For Donald Ziraldo, wine is all about “history and a great story.”
The renowned winemaker’s latest vintage of Ziraldo Icewine has both — bringing his career full-circle while reflecting on his role in the evolution of the Canadian wine industry and the research centre created to support it, Brock University’s Cool Climate Oenology and Viticulture Institute (CCOVI).
Set for release this summer, Ziraldo’s forthcoming Riesling and Vidal Icewines were produced at Inniskillin Estate Wineries in Niagara-on-the-Lake. This is the first time since 2006 that Ziraldo has produced his wines at Inniskillin, which he co-founded alongside the late Karl Kaiser in 1975 after receiving the first winery licence since Prohibition.
“We’re excited to be working with Donald Ziraldo again and offering our Inniskillin Estate guests the opportunity to buy Ziraldo Icewine,” says Wendy Montgomery, Vice President, Marketing – Premium Brands at Arterra Wines Canada, Inniskillin’s parent company.
From the moment they began making wine together, Ziraldo and Kaiser strongly believed that amazing wines could be produced in Canada. They also felt that having a strong research, outreach and educational partner would be key to helping the industry become what it is today.
Thanks to this foresight, Ziraldo joined a group of industry and academic partners to form Brock’s CCOVI in 1996, and the Oenology and Viticulture (OEVI) program one year later.
Ziraldo led the capital campaign for the institute, and, in 1999, CCOVI opened the doors to Inniskillin Hall. The building would become CCOVI’s permanent home, named in recognition of the lead $600,000 capital campaign donation by Vincor Inc. (now Arterra Wines Canada).

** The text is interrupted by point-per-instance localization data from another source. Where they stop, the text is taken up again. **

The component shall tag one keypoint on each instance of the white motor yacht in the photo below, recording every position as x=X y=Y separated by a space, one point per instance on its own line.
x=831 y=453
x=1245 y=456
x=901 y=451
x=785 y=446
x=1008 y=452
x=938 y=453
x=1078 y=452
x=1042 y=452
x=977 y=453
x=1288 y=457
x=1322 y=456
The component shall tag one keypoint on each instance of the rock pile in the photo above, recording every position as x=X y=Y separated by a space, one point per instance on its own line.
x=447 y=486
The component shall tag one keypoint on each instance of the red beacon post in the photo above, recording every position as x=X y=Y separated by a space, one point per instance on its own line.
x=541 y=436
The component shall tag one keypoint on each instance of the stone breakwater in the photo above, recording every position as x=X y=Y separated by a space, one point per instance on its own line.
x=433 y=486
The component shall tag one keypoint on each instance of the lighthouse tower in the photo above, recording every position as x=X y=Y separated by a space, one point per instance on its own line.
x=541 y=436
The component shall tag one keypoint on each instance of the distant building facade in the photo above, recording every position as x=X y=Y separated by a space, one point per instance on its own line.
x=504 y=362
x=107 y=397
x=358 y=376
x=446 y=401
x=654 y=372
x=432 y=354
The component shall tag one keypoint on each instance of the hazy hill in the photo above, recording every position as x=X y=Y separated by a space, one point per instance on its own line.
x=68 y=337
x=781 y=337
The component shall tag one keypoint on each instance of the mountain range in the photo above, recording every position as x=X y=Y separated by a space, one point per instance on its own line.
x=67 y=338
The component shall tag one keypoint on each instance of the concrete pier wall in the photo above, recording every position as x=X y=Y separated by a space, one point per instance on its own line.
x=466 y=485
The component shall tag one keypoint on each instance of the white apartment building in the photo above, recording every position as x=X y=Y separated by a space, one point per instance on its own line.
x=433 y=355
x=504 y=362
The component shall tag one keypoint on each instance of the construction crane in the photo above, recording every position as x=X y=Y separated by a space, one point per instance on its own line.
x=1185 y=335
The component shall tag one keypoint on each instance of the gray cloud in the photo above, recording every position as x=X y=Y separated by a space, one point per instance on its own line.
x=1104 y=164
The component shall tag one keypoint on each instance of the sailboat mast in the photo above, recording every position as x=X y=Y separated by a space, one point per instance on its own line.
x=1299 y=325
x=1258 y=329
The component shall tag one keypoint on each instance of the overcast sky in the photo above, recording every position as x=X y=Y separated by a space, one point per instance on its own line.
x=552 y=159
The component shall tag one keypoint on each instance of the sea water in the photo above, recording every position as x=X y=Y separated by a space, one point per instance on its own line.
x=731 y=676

Ziraldo and Kaiser broke new ground when they began using highly regarded European Vitis vinifera vines at Inniskillin rather the labrusca vines that were being used in Niagara at the time. After successfully proving the vines could stand up to Canadian winters and make high-quality domestic wines, they began another game-changing venture: producing a high-quality Icewine in Niagara.
“When Karl first suggested it to me, I thought, are you crazy? We’re going to leave grapes on the vine to freeze and then make wine?” Ziraldo recalls. “Then, you had the skeptics who were also saying: ‘Are you kidding? You’re going to get someone to pay $50 to $100 for a half bottle of Canadian wine?’ Everyone thought we were completely nuts.”
After losing their first Icewine harvest to birds and overcoming other challenges along the way, their efforts would eventually pay off when the 1989 Inniskillin Vidal Icewine received the Grand prix d’Honneur at Vinexpo-France in 1991. A bottle of that historic wine can also be found in CCOVI’s wine cellar, where it is professionally preserved as part of the institute’s Icewine Collection.
“I’m Italian, so I’ll draw the analogy of the Pope giving his blessing: This was like the French blessing Inniskillin Icewine as the best dessert wine in the world,” Ziraldo says.
From then on, international awards and recognition continued to roll in and Canadian wine sales dramatically increased, effectively putting Inniskillin and Canadian wine on the global map.
Thirty years later, Ziraldo brought production of his own line of Icewines back to where it all began.
Ziraldo Icewine has other historical ties, too, as the Riesling Icewine is made from grapes grown on the original Inniskillin site in Niagara-on-the-Lake, located two kilometres down the road from the existing winery (built in 1978).
Ziraldo says the process has been “very gratifying” overall. Not only did he get to produce wine at the site where his career began, but he was also able to do so alongside his eight-year-old son, Aspen Ziraldo, who accompanied him during the harvest.
“For me, it was not only a feeling of carrying on Karl’s legacy but also hopefully, with it being back at Inniskillin, the legacy will continue to carry on into the future,” he says. “I don’t know if my son is going to be a winemaker or a ski bum or an architect, but he has the opportunity to carry on that winemaking legacy, if he so chooses.”
CCOVI Director Debbie Inglis, a leading Icewine researcher who worked directly with Kaiser on Icewine-related projects, says the release also provides an opportunity to look back on the region’s rich history and accomplishments.
“Icewine is such a pivotal part of our national wine story and this pays tribute to the foresight, innovation, and hard work of everyone who helped make Canadian Icewine what it is today,” says Inglis, who is also a Niagara grape grower. “With CCOVI’s 25-year anniversary coming up this October, it’s also heartening to reflect on how far we’ve come and to look forward to the exciting opportunities that still lay ahead for our industry.”